The conversational surface of the Voice Agent feature. It opens a live realtime audio session with the configured provider, streams the microphone up, plays the assistant's spoken response back, and renders an optional on-screen transcript. It also exposes a per-person settings sheet for voice, speed, push-to-talk, and subtitles.

What it does

  • Opens a realtime audio session with the provider detected from the API key and streams the microphone up.
  • Plays the assistant's spoken response back through the device.
  • Renders a running transcript as on-screen bubbles when subtitles are on.
  • Provides a center mic control (open-mic or press-and-hold, depending on Push to Talk) and a Stop button.
  • Exposes a Settings cover sheet (gear icon, bottom-left) for per-person voice, speed, push-to-talk, and subtitle preferences.
  • Requests microphone permission on load and keeps the screen awake for the duration of the session.

Settings

SettingWhat it does
API KeyThe key obtained from the OpenAI or xAI developer portal.

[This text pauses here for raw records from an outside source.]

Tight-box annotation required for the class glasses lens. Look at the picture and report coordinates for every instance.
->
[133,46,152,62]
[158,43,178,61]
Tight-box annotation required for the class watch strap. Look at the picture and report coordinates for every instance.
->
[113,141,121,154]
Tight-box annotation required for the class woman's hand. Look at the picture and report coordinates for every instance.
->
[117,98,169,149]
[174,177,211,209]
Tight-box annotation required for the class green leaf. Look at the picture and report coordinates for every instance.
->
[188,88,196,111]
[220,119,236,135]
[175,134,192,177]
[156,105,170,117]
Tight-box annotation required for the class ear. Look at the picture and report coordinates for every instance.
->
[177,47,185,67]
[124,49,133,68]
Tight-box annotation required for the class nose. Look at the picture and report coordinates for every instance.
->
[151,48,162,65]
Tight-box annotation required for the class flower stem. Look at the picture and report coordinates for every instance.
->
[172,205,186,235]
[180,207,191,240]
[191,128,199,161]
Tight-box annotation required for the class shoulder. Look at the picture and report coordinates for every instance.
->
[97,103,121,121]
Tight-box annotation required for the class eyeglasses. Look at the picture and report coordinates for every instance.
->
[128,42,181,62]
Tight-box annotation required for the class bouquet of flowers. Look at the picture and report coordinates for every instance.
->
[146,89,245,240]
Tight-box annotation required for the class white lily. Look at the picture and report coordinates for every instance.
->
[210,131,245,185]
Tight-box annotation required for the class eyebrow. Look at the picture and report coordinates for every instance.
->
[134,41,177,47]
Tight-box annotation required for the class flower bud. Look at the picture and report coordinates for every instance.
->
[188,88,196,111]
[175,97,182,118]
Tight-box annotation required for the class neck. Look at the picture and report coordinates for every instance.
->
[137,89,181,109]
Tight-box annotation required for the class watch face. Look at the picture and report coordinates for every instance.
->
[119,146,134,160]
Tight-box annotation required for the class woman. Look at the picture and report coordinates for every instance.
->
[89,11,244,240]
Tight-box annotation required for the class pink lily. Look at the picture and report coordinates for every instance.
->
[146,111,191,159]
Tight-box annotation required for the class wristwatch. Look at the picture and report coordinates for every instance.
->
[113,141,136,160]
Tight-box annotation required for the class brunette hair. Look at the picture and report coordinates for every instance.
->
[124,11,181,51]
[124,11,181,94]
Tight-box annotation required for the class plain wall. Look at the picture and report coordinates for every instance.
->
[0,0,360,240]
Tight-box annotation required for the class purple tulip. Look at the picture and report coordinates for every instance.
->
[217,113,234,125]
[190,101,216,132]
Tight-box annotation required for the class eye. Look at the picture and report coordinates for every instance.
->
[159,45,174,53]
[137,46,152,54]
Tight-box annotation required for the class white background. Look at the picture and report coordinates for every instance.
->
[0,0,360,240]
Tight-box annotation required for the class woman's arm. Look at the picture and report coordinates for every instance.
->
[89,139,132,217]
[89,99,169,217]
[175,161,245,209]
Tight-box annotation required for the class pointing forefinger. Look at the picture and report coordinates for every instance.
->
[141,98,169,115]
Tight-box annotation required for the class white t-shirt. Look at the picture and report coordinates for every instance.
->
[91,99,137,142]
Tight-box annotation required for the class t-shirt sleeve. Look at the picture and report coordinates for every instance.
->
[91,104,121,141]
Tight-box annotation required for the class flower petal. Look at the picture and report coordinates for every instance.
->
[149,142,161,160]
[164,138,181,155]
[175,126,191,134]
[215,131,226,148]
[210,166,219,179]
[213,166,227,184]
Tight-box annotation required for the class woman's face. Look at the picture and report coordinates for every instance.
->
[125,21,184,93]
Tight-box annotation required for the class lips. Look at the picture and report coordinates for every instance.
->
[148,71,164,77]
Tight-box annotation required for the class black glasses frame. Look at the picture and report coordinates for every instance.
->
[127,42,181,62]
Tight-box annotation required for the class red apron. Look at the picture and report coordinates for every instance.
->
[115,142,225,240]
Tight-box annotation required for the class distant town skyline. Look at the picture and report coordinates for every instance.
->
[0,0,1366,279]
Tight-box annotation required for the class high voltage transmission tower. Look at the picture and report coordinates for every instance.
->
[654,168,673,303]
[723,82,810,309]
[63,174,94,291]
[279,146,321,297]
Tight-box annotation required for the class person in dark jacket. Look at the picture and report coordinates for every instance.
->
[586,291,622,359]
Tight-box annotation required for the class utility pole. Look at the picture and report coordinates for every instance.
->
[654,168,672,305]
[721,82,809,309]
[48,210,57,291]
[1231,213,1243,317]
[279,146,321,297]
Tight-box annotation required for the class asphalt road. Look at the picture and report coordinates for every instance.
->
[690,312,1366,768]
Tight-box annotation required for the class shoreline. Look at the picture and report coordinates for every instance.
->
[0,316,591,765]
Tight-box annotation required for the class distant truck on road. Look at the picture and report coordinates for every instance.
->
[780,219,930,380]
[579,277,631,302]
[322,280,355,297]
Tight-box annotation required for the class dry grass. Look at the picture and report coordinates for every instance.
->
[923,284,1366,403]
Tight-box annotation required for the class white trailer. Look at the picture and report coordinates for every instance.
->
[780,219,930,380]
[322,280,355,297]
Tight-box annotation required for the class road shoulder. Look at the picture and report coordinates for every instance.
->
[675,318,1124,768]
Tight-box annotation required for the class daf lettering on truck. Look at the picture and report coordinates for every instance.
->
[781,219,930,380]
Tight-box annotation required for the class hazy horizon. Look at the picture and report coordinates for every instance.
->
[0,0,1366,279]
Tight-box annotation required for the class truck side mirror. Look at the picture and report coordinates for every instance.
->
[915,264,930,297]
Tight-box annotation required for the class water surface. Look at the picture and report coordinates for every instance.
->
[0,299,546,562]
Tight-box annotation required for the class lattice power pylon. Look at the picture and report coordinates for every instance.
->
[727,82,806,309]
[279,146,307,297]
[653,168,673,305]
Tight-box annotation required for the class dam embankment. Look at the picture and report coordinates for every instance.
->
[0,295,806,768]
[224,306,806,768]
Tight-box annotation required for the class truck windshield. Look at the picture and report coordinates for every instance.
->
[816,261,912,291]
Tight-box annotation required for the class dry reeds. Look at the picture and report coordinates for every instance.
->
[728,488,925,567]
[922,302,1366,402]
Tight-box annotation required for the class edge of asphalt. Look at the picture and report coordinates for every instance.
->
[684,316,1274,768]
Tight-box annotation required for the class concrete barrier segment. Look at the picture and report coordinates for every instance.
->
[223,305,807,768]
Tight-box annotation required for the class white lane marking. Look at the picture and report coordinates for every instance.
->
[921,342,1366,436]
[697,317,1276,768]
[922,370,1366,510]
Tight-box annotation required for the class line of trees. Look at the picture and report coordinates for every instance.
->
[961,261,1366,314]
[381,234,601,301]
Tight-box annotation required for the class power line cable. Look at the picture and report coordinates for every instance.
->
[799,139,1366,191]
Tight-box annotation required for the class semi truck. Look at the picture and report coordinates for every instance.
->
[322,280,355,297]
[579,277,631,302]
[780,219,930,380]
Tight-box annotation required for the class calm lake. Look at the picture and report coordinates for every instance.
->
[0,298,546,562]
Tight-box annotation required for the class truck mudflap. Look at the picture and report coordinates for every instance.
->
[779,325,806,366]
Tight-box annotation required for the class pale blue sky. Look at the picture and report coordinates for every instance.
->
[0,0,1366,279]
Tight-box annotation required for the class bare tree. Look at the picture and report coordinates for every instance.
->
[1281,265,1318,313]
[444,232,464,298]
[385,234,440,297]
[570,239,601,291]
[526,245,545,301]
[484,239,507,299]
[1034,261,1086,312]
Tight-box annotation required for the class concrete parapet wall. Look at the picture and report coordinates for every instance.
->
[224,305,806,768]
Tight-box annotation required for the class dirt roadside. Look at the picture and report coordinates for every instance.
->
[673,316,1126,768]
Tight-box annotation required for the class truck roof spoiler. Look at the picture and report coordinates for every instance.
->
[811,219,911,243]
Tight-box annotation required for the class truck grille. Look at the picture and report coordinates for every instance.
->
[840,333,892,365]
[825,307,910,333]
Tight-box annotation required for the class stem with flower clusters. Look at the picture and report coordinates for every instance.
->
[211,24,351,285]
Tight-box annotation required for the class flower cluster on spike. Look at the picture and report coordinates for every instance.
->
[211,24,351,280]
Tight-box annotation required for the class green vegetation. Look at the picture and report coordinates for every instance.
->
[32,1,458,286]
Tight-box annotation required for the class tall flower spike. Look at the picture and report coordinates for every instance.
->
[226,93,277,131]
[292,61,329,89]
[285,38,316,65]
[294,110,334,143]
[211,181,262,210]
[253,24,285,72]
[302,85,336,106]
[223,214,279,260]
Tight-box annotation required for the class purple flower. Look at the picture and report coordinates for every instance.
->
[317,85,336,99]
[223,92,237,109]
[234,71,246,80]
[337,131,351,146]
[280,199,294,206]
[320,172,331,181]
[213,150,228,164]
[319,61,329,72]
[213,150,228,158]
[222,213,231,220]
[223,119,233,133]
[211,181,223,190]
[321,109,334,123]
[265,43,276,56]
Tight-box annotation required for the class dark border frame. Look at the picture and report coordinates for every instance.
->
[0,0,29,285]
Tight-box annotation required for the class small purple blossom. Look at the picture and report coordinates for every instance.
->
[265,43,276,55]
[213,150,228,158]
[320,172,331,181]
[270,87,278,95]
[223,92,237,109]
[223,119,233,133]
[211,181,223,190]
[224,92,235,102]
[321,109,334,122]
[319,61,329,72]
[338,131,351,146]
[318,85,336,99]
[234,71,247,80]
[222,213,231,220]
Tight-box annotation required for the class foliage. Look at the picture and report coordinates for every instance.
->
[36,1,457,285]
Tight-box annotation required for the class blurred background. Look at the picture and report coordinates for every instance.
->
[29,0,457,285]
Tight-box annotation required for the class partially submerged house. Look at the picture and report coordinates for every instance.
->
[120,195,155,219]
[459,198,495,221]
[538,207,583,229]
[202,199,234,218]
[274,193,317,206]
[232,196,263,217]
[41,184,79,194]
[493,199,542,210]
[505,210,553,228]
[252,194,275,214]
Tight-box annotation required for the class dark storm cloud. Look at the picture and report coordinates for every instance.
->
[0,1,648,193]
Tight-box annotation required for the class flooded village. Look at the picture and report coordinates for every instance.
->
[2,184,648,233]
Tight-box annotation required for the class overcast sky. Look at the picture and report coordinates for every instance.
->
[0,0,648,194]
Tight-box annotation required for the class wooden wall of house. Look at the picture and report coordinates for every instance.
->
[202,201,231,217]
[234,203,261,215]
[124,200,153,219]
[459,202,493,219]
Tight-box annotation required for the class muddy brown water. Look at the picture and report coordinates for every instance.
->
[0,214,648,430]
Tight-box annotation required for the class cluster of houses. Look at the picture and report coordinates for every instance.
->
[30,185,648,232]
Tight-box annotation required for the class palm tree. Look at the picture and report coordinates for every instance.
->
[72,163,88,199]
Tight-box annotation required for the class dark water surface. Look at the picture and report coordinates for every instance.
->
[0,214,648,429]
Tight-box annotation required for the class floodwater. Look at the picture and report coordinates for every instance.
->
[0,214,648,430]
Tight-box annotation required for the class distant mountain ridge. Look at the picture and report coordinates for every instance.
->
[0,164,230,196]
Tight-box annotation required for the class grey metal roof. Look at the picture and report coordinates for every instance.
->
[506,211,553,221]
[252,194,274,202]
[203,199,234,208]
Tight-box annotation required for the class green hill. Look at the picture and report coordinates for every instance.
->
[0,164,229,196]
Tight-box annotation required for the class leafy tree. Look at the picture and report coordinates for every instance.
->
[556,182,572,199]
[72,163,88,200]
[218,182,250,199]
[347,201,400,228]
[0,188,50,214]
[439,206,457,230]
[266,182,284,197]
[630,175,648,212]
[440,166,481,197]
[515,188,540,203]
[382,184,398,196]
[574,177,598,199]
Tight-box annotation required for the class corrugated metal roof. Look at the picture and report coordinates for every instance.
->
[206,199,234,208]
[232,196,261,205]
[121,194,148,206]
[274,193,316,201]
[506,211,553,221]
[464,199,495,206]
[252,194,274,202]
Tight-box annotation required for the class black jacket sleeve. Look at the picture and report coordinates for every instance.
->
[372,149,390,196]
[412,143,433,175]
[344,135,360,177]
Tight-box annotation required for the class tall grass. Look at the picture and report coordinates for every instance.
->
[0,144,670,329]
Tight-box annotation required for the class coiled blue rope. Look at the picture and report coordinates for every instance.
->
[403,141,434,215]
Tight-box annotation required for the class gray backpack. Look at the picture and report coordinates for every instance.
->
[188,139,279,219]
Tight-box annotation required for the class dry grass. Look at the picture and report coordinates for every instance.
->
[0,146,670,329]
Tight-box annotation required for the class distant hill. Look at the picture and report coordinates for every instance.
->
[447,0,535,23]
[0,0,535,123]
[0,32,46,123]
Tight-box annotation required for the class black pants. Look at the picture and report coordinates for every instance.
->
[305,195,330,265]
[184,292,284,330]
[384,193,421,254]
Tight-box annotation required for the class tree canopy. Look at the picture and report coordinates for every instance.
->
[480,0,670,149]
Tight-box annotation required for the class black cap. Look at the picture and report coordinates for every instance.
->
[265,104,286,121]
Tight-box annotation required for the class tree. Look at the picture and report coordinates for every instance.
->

The prefix (sk- or xai-) determines which provider the block talks to. The key is never sent to the device; the server exchanges it for a short-lived token.
ModelThe realtime model used for audio interactions (for example gpt-realtime-2 or the xAI realtime model name). Must be a model the provider recognizes; an invalid value causes the block to replace its UI with an inline "Voice agent unavailable" error.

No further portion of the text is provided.